Out of Reach PDF Author: Scott W. Allard
Publisher: Yale University Press
ISBN: 0300152833
Category : Social Science
Languages : en
Pages : 281

Book Description
Changes in welfare programmes since 1996 have transformed the way America cares for its poor. For every dollar spent on cash welfare payments, 20 dollars are spent on service programmes targeted at the working poor. This text examines the system and the role that geography plays in the system's ability to offer help.

Never Enough

Never Enough PDF Author: William Voegeli
Publisher: Encounter Books
ISBN: 1594035857
Category : Political Science
Languages : en
Pages : 369

Book Description
Since the beginning of the New Deal, American liberals have insisted that the government must do more—much more—to help the poor, to increase economic security, to promote social justice and solidarity, to reduce inequality, and to mitigate the harshness of capitalism.
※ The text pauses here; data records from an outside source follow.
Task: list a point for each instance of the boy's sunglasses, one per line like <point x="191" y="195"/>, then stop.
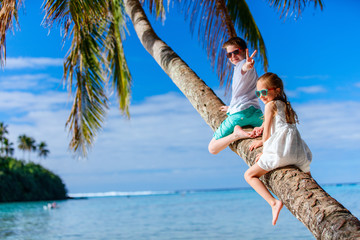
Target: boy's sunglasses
<point x="236" y="52"/>
<point x="263" y="92"/>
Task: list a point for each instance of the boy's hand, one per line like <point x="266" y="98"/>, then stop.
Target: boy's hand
<point x="256" y="132"/>
<point x="255" y="144"/>
<point x="258" y="157"/>
<point x="249" y="63"/>
<point x="224" y="108"/>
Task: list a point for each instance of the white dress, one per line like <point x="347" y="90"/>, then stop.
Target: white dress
<point x="285" y="145"/>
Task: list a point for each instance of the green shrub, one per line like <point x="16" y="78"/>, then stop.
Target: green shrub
<point x="21" y="181"/>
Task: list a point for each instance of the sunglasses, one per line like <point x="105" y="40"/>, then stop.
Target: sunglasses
<point x="263" y="92"/>
<point x="236" y="52"/>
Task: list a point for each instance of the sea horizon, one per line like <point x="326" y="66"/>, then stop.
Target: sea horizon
<point x="174" y="192"/>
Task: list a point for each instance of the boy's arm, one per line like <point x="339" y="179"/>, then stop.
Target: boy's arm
<point x="224" y="108"/>
<point x="249" y="63"/>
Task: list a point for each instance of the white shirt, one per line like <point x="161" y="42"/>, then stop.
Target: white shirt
<point x="243" y="89"/>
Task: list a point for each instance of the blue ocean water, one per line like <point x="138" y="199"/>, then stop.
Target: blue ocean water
<point x="216" y="214"/>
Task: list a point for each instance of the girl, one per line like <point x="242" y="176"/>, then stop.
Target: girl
<point x="282" y="142"/>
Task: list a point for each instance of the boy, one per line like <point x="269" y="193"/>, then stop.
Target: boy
<point x="244" y="108"/>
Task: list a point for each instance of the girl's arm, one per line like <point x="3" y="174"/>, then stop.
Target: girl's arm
<point x="270" y="110"/>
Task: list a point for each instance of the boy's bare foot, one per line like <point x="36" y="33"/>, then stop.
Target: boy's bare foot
<point x="276" y="210"/>
<point x="239" y="133"/>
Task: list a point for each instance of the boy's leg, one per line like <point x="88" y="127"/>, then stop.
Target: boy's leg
<point x="252" y="176"/>
<point x="217" y="145"/>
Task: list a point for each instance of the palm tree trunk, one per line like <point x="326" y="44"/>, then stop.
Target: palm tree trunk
<point x="321" y="214"/>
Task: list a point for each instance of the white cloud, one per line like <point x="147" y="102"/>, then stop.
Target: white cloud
<point x="311" y="89"/>
<point x="32" y="82"/>
<point x="332" y="125"/>
<point x="28" y="62"/>
<point x="307" y="90"/>
<point x="320" y="77"/>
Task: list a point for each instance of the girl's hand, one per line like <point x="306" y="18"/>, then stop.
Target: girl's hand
<point x="255" y="144"/>
<point x="258" y="157"/>
<point x="249" y="64"/>
<point x="256" y="132"/>
<point x="224" y="108"/>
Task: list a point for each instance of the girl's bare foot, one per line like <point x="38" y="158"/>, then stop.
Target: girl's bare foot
<point x="239" y="133"/>
<point x="276" y="210"/>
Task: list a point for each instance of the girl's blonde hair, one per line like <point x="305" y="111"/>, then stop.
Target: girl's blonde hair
<point x="271" y="80"/>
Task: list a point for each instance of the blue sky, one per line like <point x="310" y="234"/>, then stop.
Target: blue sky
<point x="164" y="144"/>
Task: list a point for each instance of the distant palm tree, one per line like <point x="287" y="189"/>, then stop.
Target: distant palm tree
<point x="8" y="148"/>
<point x="43" y="152"/>
<point x="26" y="144"/>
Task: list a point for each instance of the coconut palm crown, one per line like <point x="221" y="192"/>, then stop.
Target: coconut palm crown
<point x="96" y="57"/>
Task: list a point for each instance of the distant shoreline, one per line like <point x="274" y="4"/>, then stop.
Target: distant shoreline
<point x="174" y="192"/>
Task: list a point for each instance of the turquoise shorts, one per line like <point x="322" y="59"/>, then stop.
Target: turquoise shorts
<point x="248" y="117"/>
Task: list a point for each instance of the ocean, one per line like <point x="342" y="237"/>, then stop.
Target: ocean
<point x="201" y="214"/>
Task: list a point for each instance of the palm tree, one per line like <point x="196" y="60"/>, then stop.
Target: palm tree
<point x="3" y="131"/>
<point x="96" y="51"/>
<point x="8" y="148"/>
<point x="26" y="144"/>
<point x="43" y="152"/>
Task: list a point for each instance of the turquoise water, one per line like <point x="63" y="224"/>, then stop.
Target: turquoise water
<point x="226" y="214"/>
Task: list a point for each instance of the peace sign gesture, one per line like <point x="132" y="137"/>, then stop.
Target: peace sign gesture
<point x="249" y="64"/>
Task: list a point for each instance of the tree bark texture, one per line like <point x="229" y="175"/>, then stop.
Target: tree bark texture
<point x="318" y="211"/>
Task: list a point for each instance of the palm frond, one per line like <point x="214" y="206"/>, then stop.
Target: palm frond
<point x="84" y="65"/>
<point x="293" y="6"/>
<point x="8" y="12"/>
<point x="121" y="78"/>
<point x="245" y="24"/>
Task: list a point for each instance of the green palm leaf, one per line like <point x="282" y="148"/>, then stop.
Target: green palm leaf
<point x="293" y="6"/>
<point x="8" y="12"/>
<point x="83" y="67"/>
<point x="121" y="78"/>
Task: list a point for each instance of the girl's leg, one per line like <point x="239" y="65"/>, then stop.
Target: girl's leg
<point x="215" y="146"/>
<point x="252" y="176"/>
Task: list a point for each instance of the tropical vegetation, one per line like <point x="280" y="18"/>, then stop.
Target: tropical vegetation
<point x="20" y="181"/>
<point x="25" y="144"/>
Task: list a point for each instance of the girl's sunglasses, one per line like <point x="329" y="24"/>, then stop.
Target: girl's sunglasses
<point x="236" y="52"/>
<point x="263" y="92"/>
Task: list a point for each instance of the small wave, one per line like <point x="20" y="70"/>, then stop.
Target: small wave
<point x="120" y="194"/>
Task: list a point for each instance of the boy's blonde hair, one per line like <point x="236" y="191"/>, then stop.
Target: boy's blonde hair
<point x="271" y="80"/>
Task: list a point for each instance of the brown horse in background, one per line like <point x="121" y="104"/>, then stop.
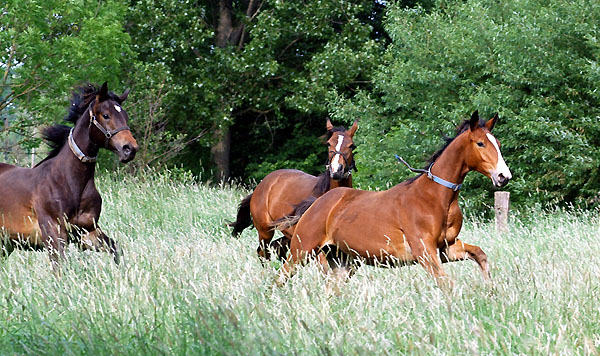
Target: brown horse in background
<point x="57" y="200"/>
<point x="413" y="222"/>
<point x="280" y="191"/>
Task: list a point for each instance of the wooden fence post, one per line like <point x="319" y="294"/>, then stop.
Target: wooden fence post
<point x="501" y="204"/>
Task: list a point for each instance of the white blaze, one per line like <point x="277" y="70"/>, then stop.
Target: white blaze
<point x="501" y="166"/>
<point x="335" y="164"/>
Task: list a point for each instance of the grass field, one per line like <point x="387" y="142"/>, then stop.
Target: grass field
<point x="187" y="287"/>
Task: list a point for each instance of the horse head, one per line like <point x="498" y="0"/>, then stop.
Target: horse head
<point x="483" y="151"/>
<point x="108" y="124"/>
<point x="340" y="162"/>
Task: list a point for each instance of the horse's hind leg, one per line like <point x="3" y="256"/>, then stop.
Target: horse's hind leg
<point x="6" y="248"/>
<point x="265" y="235"/>
<point x="460" y="251"/>
<point x="97" y="240"/>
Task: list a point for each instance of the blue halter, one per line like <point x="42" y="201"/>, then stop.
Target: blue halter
<point x="438" y="180"/>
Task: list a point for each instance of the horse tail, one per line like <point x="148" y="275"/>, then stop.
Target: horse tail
<point x="292" y="219"/>
<point x="244" y="219"/>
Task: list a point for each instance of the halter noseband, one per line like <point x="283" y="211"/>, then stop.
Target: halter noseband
<point x="455" y="187"/>
<point x="109" y="134"/>
<point x="349" y="167"/>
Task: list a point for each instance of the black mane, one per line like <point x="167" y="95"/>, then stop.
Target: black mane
<point x="464" y="126"/>
<point x="56" y="135"/>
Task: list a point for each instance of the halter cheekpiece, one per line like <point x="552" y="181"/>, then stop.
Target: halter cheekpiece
<point x="455" y="187"/>
<point x="78" y="152"/>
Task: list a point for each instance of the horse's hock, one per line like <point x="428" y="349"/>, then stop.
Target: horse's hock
<point x="501" y="205"/>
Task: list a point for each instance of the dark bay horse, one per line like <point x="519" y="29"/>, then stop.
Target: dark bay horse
<point x="416" y="221"/>
<point x="280" y="191"/>
<point x="57" y="201"/>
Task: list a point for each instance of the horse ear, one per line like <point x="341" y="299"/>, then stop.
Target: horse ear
<point x="103" y="93"/>
<point x="353" y="128"/>
<point x="491" y="122"/>
<point x="124" y="95"/>
<point x="474" y="122"/>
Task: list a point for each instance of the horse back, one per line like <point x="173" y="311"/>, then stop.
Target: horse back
<point x="278" y="193"/>
<point x="5" y="167"/>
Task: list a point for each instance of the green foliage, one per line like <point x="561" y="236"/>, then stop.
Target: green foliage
<point x="47" y="47"/>
<point x="534" y="62"/>
<point x="270" y="87"/>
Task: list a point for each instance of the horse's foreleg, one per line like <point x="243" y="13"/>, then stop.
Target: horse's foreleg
<point x="298" y="255"/>
<point x="54" y="237"/>
<point x="460" y="251"/>
<point x="427" y="256"/>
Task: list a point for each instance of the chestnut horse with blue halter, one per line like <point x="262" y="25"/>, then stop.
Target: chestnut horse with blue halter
<point x="416" y="221"/>
<point x="280" y="191"/>
<point x="57" y="201"/>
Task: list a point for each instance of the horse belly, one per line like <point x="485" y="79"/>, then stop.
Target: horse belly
<point x="370" y="238"/>
<point x="24" y="229"/>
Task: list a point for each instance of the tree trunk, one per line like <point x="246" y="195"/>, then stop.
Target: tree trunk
<point x="220" y="153"/>
<point x="227" y="34"/>
<point x="221" y="147"/>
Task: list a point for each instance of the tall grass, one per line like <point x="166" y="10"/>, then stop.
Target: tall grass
<point x="187" y="287"/>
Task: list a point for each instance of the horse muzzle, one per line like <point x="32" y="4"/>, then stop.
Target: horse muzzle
<point x="127" y="152"/>
<point x="500" y="179"/>
<point x="336" y="175"/>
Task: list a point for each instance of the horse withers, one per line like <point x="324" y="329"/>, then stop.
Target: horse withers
<point x="281" y="190"/>
<point x="57" y="201"/>
<point x="416" y="221"/>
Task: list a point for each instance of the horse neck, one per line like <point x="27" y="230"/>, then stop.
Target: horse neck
<point x="70" y="167"/>
<point x="450" y="166"/>
<point x="344" y="182"/>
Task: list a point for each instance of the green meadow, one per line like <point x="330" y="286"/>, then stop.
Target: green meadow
<point x="186" y="287"/>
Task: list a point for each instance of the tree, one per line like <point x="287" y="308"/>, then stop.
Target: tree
<point x="249" y="66"/>
<point x="47" y="47"/>
<point x="535" y="62"/>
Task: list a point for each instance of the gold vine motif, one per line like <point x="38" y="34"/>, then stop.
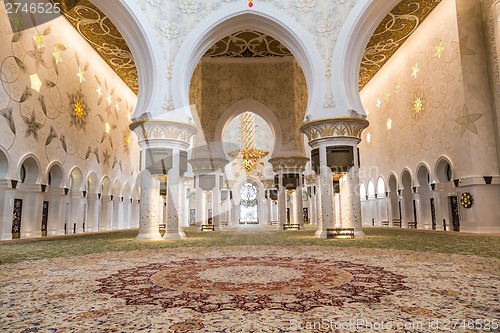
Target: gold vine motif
<point x="104" y="37"/>
<point x="391" y="33"/>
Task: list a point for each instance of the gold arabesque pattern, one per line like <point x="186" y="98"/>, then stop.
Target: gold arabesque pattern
<point x="104" y="37"/>
<point x="391" y="33"/>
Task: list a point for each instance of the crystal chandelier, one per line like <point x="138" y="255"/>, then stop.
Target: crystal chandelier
<point x="248" y="153"/>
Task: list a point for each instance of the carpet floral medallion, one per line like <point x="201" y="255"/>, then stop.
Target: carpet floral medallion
<point x="252" y="284"/>
<point x="252" y="289"/>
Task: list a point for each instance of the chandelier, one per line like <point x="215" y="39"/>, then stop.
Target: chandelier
<point x="248" y="153"/>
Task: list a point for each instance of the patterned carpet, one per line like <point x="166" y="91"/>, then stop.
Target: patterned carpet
<point x="252" y="289"/>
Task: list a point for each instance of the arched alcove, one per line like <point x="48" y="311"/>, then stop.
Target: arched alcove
<point x="55" y="175"/>
<point x="256" y="107"/>
<point x="117" y="188"/>
<point x="29" y="171"/>
<point x="92" y="183"/>
<point x="356" y="32"/>
<point x="406" y="180"/>
<point x="264" y="18"/>
<point x="371" y="189"/>
<point x="362" y="191"/>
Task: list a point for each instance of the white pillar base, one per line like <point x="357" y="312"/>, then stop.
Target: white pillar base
<point x="172" y="236"/>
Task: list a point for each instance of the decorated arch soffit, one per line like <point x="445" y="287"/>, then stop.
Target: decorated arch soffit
<point x="101" y="33"/>
<point x="98" y="30"/>
<point x="391" y="33"/>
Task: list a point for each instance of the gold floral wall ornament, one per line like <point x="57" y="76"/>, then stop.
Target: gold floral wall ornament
<point x="466" y="200"/>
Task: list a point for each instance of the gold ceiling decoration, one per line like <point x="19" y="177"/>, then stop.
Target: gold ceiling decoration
<point x="101" y="33"/>
<point x="248" y="153"/>
<point x="391" y="33"/>
<point x="248" y="44"/>
<point x="104" y="37"/>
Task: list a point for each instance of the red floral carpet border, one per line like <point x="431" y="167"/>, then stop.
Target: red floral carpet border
<point x="252" y="284"/>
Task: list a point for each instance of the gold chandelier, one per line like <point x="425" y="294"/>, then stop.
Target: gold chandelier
<point x="249" y="154"/>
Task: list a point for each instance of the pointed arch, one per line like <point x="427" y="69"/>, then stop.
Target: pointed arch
<point x="264" y="18"/>
<point x="356" y="32"/>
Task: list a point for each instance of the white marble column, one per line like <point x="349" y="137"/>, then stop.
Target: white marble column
<point x="7" y="194"/>
<point x="31" y="218"/>
<point x="149" y="207"/>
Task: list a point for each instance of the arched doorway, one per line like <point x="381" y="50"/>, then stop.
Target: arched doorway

Nonetheless, liberals have never answered, or even acknowledged, the corresponding question: What would be the size and nature of a welfare state that was not contemptibly austere, that did not urgently need new programs, bigger budgets, and a broader mandate? Even though the federal government’s outlays have doubled every eighteen years since 1940, liberal rhetoric is always addressed to a nation trapped in Groundhog Day, where every year is 1932, and none of the existing welfare state programs that spend tens of billions of dollars matter, or even exist. Never Enough explores the roots and consequences of liberals’ aphasia about the welfare state’s ultimate size. It assesses what liberalism’s lack of a limiting principle says about the long-running argument between liberals and conservatives, and about the policy choices confronting America in a new century. Never Enough argues that the failure to speak clearly and candidly about the welfare state’s limits has grave policy consequences. The worst result, however, is the way it has jeopardized the experiment in self-government by encouraging Americans to regard their government as a vehicle for exploiting their fellow-citizens, rather than as a compact for respecting one another’s rights and safeguarding the opportunities of future generations.